Metal Machine Music argues that industrial music evolved out of a fusion of punk and electronic music in Britain in the 1970s, grew in influence in the United States through the late 1980s and early 1990s, and effectively culminated with Reznor and NIN, who commercialized it in the 1990s. NIN is credited with tempering the genre's aggression and harsh, dehumanized sounds with more accessible timbres, danceable beats and more emotional and poetic lyrics. The film begins in the 1970s, seeking the origins of industrial music in both punk rock—citing the Sex Pistols and punk's DIY ethos—and in experimental European bands like Cabaret Voltaire, Kraftwerk, and Throbbing Gristle, who included electronic sounds, often reminiscent of factory noises, in their music. The film's historical narrative jumps from the U.K. to the U.S., examining a small collection of groups that shaped the American industrial music scene, including the industrial-metal band Ministry and its offshoots, and NIN. The latter part of the DVD focuses on Reznor's life and music, placing him among the key creative figures in the development of a contemporary industrial music aesthetic and offering criticism and interpretation of individual albums and songs.

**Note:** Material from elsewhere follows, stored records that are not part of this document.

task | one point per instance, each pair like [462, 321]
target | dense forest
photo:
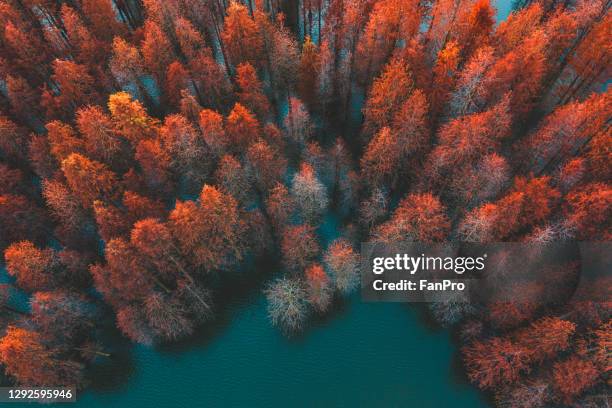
[151, 149]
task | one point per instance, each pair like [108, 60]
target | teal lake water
[364, 355]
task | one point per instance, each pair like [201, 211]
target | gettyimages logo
[479, 273]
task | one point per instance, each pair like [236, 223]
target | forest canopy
[151, 151]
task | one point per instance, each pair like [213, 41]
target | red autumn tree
[76, 88]
[574, 376]
[386, 95]
[89, 180]
[34, 268]
[208, 232]
[494, 362]
[31, 363]
[242, 128]
[418, 217]
[213, 131]
[299, 247]
[186, 148]
[177, 80]
[279, 206]
[13, 140]
[101, 142]
[588, 211]
[309, 194]
[343, 263]
[241, 36]
[111, 221]
[546, 337]
[189, 39]
[381, 160]
[233, 179]
[389, 21]
[308, 72]
[130, 118]
[251, 93]
[267, 165]
[318, 287]
[297, 123]
[155, 163]
[157, 51]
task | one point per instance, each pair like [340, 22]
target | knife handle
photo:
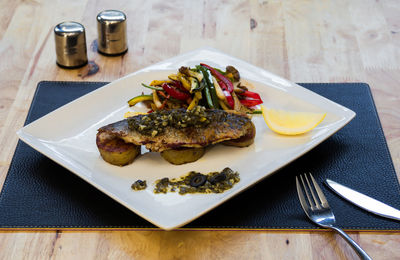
[360, 252]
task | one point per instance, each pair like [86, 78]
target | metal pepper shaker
[70, 42]
[111, 28]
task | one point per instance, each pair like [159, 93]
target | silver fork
[319, 211]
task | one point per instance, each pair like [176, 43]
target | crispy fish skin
[226, 126]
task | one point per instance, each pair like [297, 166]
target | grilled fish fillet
[218, 126]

While Metal Machine Music offers a much-needed portrait of an often-overlooked musical genre, it falls short on several counts. The historical context provided is deceptively narrow, and either entirely omits or gives only cursory mention to a number of bands—for example, Killing Joke, Joy Division, Bauhaus, Kraftwerk, and Skinny Puppy—that were essential to the development of industrial rock and that directly influenced NIN. The socio-cultural analysis offered in the film—suggesting that that industrial music arose as a response to "pop," is driven by "rage," and reflects the ennui and hopelessness felt by young musicians living in America's "rust belt" in the 1990s—is rather shallow and facile. Metal Machine Music's gravest oversight is that it focuses on pop biography and so never really gets to the most interesting aspect of its subject, namely industrial music itself: how it is made, and how its evolution is symbiotically linked to the evolution of the drum machine, synthesizer, sequencer, sampler and other the other digital technologies so central to the compositional ethos and aesthetic of bands like NIN.
This DVD will likely be of use as a resource for introductory popular music courses, but lacks the depth and analysis that might attract musicologists and cultural historians/theorists interested in popular music.